I have always thought that the place where you sleep or the place you share with your partner should be separate from the place where you write. The domestic rituals and details somehow kill the imagination. They kill the demon in me. The domestic, tame daily routine makes the longing for the other world, which the imagination needs to operate, fade away. So for years I always had an office or a little place outside the house to work in. I always had different flats.

But once I spent half a semester in the U.S. while my ex-wife was taking her Ph.D. at Columbia University. We were living in an apartment for married students and didn’t have any space, so I had to sleep and write in the same place. Reminders of family life were all around. This upset me. In the mornings I used to say goodbye to my wife like someone going to work.
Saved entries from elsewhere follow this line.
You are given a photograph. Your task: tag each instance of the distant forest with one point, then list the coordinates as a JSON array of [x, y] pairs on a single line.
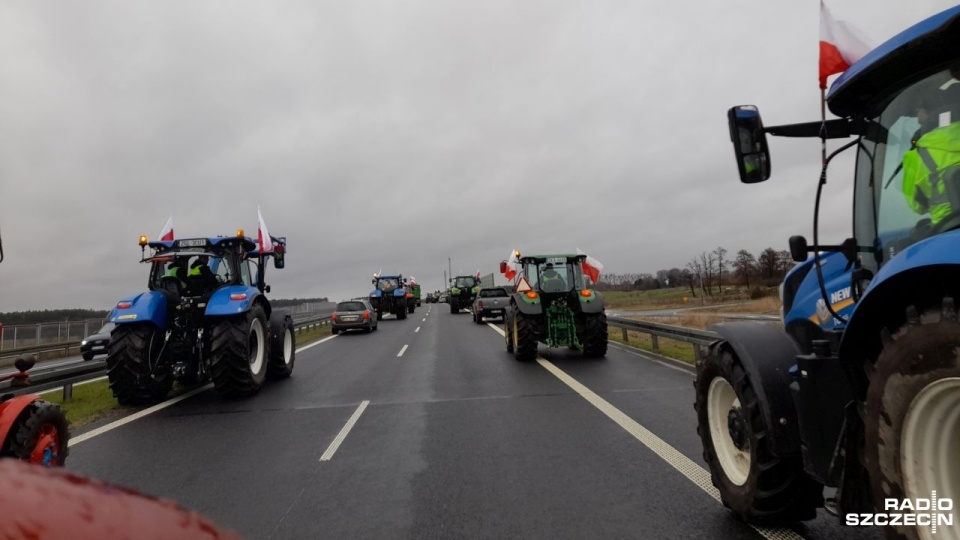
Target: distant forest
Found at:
[[63, 315]]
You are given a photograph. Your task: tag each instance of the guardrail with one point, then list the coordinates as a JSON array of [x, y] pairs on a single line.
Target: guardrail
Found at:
[[42, 379], [65, 346]]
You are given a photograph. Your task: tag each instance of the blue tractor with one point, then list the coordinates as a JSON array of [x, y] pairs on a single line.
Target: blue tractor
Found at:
[[389, 296], [860, 391], [204, 316]]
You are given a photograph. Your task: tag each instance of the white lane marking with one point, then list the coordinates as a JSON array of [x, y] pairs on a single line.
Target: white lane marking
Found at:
[[343, 432], [126, 420], [697, 474], [315, 343]]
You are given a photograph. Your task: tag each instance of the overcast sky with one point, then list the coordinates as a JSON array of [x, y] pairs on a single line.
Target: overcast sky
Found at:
[[395, 134]]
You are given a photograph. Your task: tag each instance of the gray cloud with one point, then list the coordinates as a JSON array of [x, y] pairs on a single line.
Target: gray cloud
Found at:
[[368, 131]]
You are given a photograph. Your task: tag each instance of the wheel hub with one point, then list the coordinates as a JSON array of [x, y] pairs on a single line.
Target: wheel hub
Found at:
[[737, 427]]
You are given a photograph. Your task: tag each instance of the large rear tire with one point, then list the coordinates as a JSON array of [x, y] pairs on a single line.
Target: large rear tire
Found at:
[[283, 351], [754, 484], [911, 423], [134, 352], [595, 335], [238, 353], [524, 334], [39, 435]]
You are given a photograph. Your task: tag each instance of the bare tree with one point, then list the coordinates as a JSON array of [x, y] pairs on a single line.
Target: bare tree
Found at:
[[744, 265], [719, 253]]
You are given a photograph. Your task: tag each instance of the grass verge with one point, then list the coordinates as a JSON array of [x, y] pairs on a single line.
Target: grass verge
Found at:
[[94, 400], [668, 347]]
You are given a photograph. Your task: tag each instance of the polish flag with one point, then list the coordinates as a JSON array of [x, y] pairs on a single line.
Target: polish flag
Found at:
[[512, 263], [840, 45], [263, 236], [591, 267], [166, 235]]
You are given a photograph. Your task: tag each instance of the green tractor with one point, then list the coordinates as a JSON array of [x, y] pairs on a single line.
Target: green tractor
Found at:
[[463, 291], [552, 305]]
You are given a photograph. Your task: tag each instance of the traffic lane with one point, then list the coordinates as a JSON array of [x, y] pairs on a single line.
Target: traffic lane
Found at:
[[242, 470], [661, 399], [539, 466]]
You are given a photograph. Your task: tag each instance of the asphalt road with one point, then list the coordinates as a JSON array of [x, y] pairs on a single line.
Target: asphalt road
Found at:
[[451, 438]]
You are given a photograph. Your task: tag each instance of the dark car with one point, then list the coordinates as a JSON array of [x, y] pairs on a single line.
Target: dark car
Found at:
[[354, 315], [490, 302], [96, 343]]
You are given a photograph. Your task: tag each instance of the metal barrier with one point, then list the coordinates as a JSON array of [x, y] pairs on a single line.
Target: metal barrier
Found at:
[[42, 379], [697, 338]]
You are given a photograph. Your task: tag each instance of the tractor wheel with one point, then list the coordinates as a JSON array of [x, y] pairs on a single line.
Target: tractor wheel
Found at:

I’d leave the house, walk around a few blocks, and come back like a person arriving at the office.

Ten years ago I found a flat overlooking the Bosphorus with a view of the old city. It has, perhaps, one of the best views of Istanbul. It is a twenty-five-minute walk from where I live. It is full of books and my desk looks out onto the view. Every day I spend, on average, some ten hours there.

INTERVIEWER

Ten hours a day?

PAMUK

Yes, I’m a hard worker. I enjoy it. People say I’m ambitious, and maybe there’s truth in that too. But I’m in love with what I do. I enjoy sitting at my desk like a child playing with his toys. It’s work, essentially, but it’s fun and games also.

INTERVIEWER

Orhan, your namesake and the narrator of Snow, describes himself as a clerk who sits down at the same time every day. Do you have the same discipline for writing?

PAMUK

I was underlining the clerical nature of the novelist as opposed to that of the poet, who has an immensely prestigious tradition in Turkey. To be a poet is a popular and respected thing. Most of the Ottoman sultans and statesmen were poets. But not in the way we understand poets now. For hundreds of years it was a way of establishing yourself as an intellectual. Most of these people used to collect their poems in manuscripts called divans. In fact, Ottoman court poetry is called divan poetry. Half of the Ottoman statesmen produced divans. It was a sophisticated and educated way of writing things, with many rules and rituals. Very conventional and very repetitive. After Western ideas came to Turkey, this legacy was combined with the romantic and modern idea of the poet as a person who burns for truth. It added extra weight to the prestige of the poet. On the other hand, a novelist is essentially a person who covers distance through his patience, slowly, like an ant. A novelist impresses us not by his demonic and romantic vision, but by his patience.